Data Puzzles are synthetically generated datasets with some embedded patterns. Patterns have various forms from relationships between attributes to rules of the form “if condition then value” between specific attribute-value pairs. These patterns are stochastic and embedded in datasets using DataMaker - our Data Puzzle Generation Tool.
We use data puzzles extensively in the class assignments. These range from data exploration and plotting through hypothesis testing to prediction and machine learning. After the assignment is completed we reveal the data secrets - the patterns which were embedded by DataMaker. Students do not have to find exactly the embedded patterns, often they find related patterns which makes the “game” even more fun.

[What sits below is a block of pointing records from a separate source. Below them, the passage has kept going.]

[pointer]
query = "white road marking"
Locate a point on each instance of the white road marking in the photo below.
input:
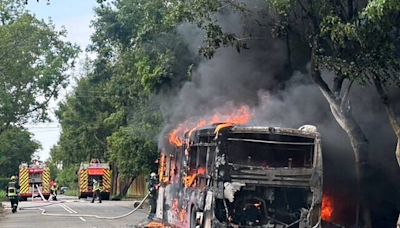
(65, 208)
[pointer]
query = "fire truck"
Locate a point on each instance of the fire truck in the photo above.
(242, 176)
(94, 170)
(34, 178)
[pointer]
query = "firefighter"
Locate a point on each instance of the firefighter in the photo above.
(53, 190)
(96, 190)
(12, 193)
(153, 187)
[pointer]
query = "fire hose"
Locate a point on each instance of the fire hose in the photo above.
(43, 212)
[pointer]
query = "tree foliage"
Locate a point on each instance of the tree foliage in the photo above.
(33, 68)
(33, 65)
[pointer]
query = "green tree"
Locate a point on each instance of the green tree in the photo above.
(16, 146)
(33, 65)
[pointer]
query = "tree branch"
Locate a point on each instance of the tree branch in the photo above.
(337, 85)
(345, 101)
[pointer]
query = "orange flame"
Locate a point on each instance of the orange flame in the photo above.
(240, 116)
(327, 208)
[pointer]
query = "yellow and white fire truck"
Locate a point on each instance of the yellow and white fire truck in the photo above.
(94, 170)
(34, 178)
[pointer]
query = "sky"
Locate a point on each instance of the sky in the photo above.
(75, 16)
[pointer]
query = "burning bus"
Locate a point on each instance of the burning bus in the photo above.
(226, 175)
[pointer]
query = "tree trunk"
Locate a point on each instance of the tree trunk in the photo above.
(359, 143)
(358, 140)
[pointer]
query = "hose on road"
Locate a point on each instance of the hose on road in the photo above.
(88, 215)
(49, 203)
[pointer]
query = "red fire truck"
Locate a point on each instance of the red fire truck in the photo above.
(94, 170)
(33, 179)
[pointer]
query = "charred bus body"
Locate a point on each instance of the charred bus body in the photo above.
(235, 176)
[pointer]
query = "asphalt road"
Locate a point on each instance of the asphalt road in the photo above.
(30, 216)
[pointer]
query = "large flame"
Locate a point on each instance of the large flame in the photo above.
(327, 208)
(239, 116)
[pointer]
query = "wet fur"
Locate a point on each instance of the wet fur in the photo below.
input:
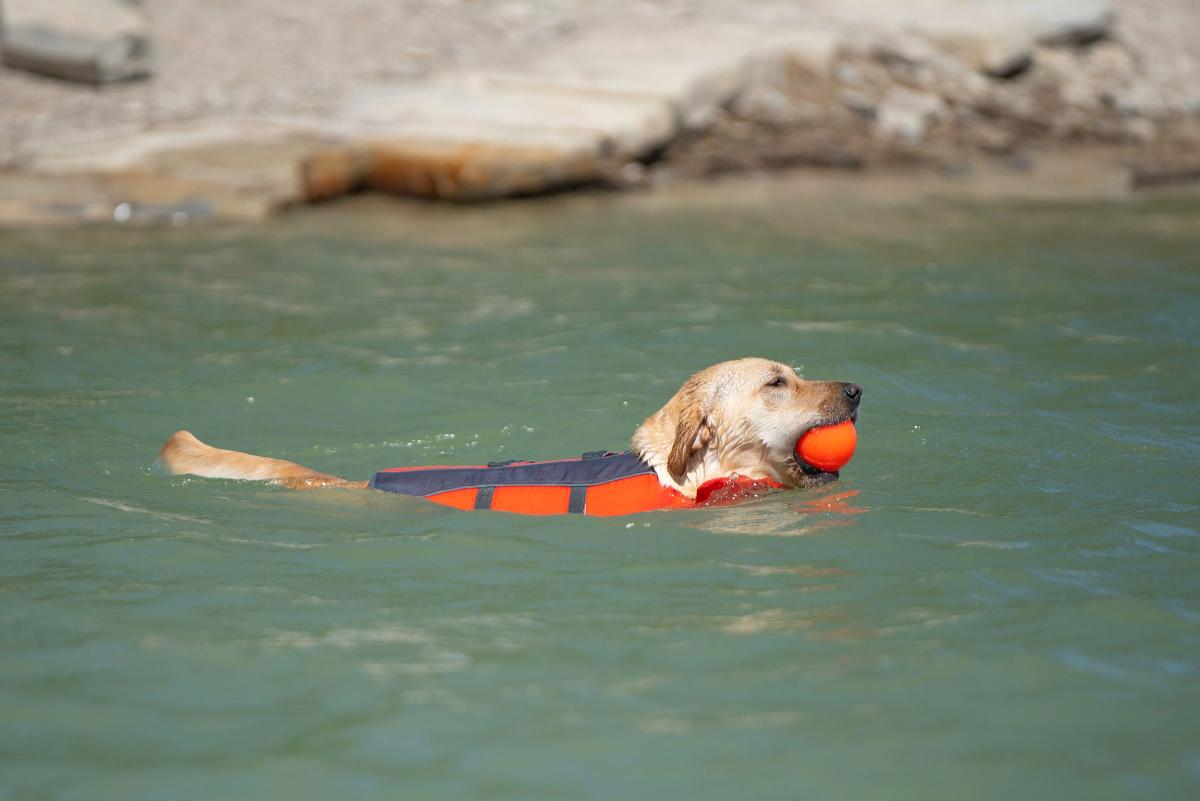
(741, 416)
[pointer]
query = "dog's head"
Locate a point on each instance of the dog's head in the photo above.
(742, 416)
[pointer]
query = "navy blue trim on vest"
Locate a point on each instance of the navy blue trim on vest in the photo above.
(568, 473)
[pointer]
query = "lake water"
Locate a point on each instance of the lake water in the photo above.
(1000, 600)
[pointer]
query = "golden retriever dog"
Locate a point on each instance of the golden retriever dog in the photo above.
(739, 417)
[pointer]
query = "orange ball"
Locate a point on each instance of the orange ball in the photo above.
(828, 447)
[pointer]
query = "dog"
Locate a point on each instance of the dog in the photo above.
(735, 420)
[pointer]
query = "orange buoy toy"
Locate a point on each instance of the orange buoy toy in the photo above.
(828, 447)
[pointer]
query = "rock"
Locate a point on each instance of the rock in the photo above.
(1000, 40)
(91, 41)
(906, 114)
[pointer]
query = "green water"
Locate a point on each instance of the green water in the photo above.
(1007, 606)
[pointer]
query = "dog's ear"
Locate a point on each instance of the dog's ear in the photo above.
(693, 433)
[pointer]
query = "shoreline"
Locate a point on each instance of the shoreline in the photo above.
(1092, 95)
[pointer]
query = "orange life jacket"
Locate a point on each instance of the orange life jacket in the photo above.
(600, 482)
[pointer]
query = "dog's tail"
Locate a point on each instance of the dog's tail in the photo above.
(183, 452)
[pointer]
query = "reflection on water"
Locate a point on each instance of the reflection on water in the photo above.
(996, 601)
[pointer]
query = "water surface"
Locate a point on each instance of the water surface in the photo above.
(999, 600)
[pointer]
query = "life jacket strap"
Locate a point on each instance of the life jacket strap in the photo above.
(484, 498)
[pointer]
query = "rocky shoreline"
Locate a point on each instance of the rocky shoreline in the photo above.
(523, 98)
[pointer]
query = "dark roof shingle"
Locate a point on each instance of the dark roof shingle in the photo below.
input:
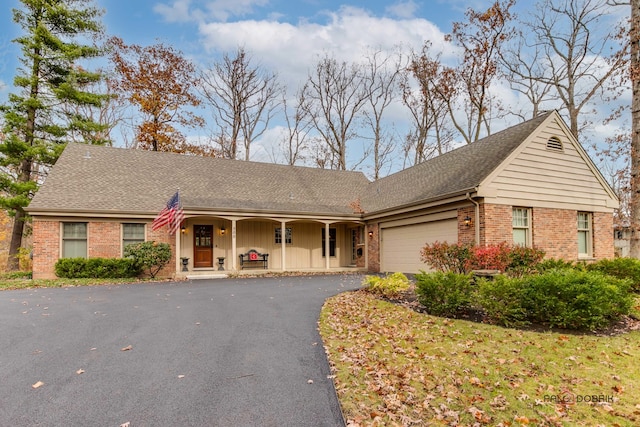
(92, 178)
(454, 172)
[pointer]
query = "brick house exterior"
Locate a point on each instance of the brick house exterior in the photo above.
(532, 180)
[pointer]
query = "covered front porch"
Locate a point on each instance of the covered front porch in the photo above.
(211, 245)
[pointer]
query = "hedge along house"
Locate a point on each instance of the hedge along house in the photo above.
(531, 184)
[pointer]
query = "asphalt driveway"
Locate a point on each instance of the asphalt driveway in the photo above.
(225, 352)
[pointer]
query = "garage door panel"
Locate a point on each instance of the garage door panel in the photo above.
(400, 246)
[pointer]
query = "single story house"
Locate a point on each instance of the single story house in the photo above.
(531, 184)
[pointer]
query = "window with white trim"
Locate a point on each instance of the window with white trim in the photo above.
(288, 238)
(74, 240)
(132, 233)
(332, 242)
(521, 224)
(585, 240)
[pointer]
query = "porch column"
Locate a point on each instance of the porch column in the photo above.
(234, 249)
(365, 236)
(326, 246)
(283, 241)
(178, 253)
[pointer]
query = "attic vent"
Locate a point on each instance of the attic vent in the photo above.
(554, 144)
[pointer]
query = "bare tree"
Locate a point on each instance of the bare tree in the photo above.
(381, 80)
(427, 88)
(244, 98)
(335, 97)
(481, 37)
(577, 55)
(296, 139)
(521, 63)
(634, 139)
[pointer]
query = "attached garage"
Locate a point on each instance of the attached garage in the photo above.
(401, 244)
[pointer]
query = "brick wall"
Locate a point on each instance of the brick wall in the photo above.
(46, 248)
(467, 234)
(103, 241)
(374, 247)
(495, 224)
(555, 231)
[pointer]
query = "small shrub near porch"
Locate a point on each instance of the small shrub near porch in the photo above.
(149, 257)
(96, 268)
(389, 286)
(464, 258)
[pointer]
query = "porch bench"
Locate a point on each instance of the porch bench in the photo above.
(254, 259)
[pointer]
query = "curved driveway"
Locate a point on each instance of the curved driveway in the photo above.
(225, 352)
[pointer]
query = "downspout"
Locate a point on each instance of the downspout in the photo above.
(477, 215)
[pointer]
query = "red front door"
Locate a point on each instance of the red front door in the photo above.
(202, 246)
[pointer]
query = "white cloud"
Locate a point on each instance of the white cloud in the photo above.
(291, 49)
(178, 11)
(219, 10)
(403, 9)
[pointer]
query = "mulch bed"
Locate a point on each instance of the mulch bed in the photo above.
(626, 324)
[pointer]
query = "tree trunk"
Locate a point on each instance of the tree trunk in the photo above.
(13, 263)
(635, 131)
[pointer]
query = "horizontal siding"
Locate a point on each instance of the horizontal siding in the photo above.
(305, 251)
(542, 177)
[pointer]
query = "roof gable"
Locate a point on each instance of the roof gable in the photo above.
(550, 168)
(455, 172)
(104, 179)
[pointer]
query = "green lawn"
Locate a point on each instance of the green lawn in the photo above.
(394, 366)
(21, 281)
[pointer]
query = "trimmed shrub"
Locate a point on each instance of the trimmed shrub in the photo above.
(445, 294)
(492, 257)
(556, 264)
(149, 257)
(96, 268)
(443, 256)
(622, 268)
(389, 287)
(575, 299)
(502, 301)
(463, 258)
(523, 260)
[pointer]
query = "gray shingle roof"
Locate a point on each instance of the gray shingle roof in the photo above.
(92, 178)
(451, 173)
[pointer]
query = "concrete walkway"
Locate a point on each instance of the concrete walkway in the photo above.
(227, 352)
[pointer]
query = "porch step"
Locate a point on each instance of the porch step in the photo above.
(207, 276)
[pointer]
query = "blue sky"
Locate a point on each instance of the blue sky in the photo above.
(281, 33)
(285, 36)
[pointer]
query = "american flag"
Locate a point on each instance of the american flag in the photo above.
(172, 215)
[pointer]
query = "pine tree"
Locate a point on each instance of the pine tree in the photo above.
(58, 38)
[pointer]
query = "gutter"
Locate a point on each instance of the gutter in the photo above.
(477, 215)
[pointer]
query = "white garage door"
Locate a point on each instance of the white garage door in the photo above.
(401, 245)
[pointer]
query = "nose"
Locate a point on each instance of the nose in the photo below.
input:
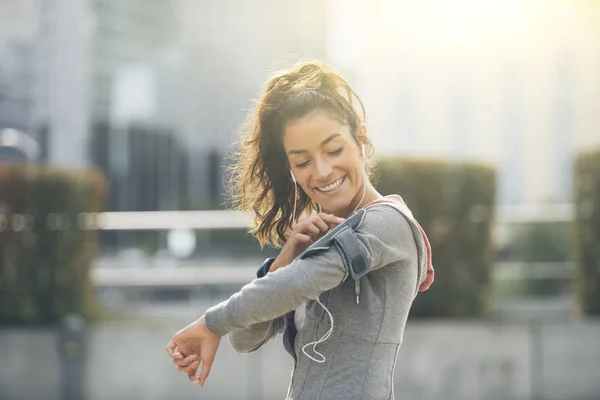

In the following we provide the list of data puzzles along with the underlying data sets. Using DataMaker we change the patterns and even data sets from academic year to academic year.. We can also provide data puzzles of different levels of difficulty from the one star (easy) to five star (most difficult) ones.
We will now proceed to nine datasets -first seven of them are synthetically created by DataMaker data puzzles with embedded secret patterns. Last two are real data sets - airbnb and titanic. Each data set is subject of a separate subsection 10.2-10.10. These sections are structured in a similar way. We start each section with around eight to ten practice snippets and follow with the Code Roulette link, where we randomly select a small coding task for students using the data set of this section. We provide the output which requested code returns when run on the data set. But we do not provide the code. This has to be written by a student.
Each section 10.i starts with the snippet “Get to know your data”. There are around fifteen R instructions there when executed return the column set of the data set, number of rows, summary of the data set, unique values of each attribute and various basic distributions.
For example, the first section, 10.2 starts with the following “Get to know your data” snippet. These are repeated for all 9 data sets. Here we explain each line below.
colnames(moody)
# returns all columns of moody
summary(moody)
# provides summary, distributions of different columns of moody
nrow(moody)
# returns number of rows of moody
unique(moody$GRADE)
#provides unique values of GRADE attribute (grades)
unique(moody$DOZES_OFF)
#provides unique values of DOZES_OFF attribute (‘always’, ‘sometimes’, ‘never’)
unique(moody$TEXTING_IN_CLASS)
#provides unique values of TEXTING_IN_CLASS) attribute (‘always’, ‘sometimes’, ‘never’)
table(moody$GRADE)
#Frequency distribution of GRADE
table(moody$DOZES_OFF)
#Frequency distribution ofDOZES_OFF
table(moody$TEXTING_IN_CLASS)
#Frequency distribution of TEXTING_IN_CLASS
tapply(moody$SCORE, moody$GRADE, mean)
#Provides a mean score for each of the grades. We expect it will be diminishing with the grade
tapply(moody$PARTICIPATION, moody$GRADE, mean)
#Provides mean participation for each of the grades. We do not know what to expect. Perhaps it will be diminishing with the grade
tapply(moody$SCORE, moody$DOZES_OFF, mean)
#Provides a mean score for each of the values of DOZES_OFF. We do not know what to expect. Perhaps it will be diminishing the more often a student DOZES_OFF?
tapply(moody$PARTICIPATION, moody$DOZES_OFF, mean)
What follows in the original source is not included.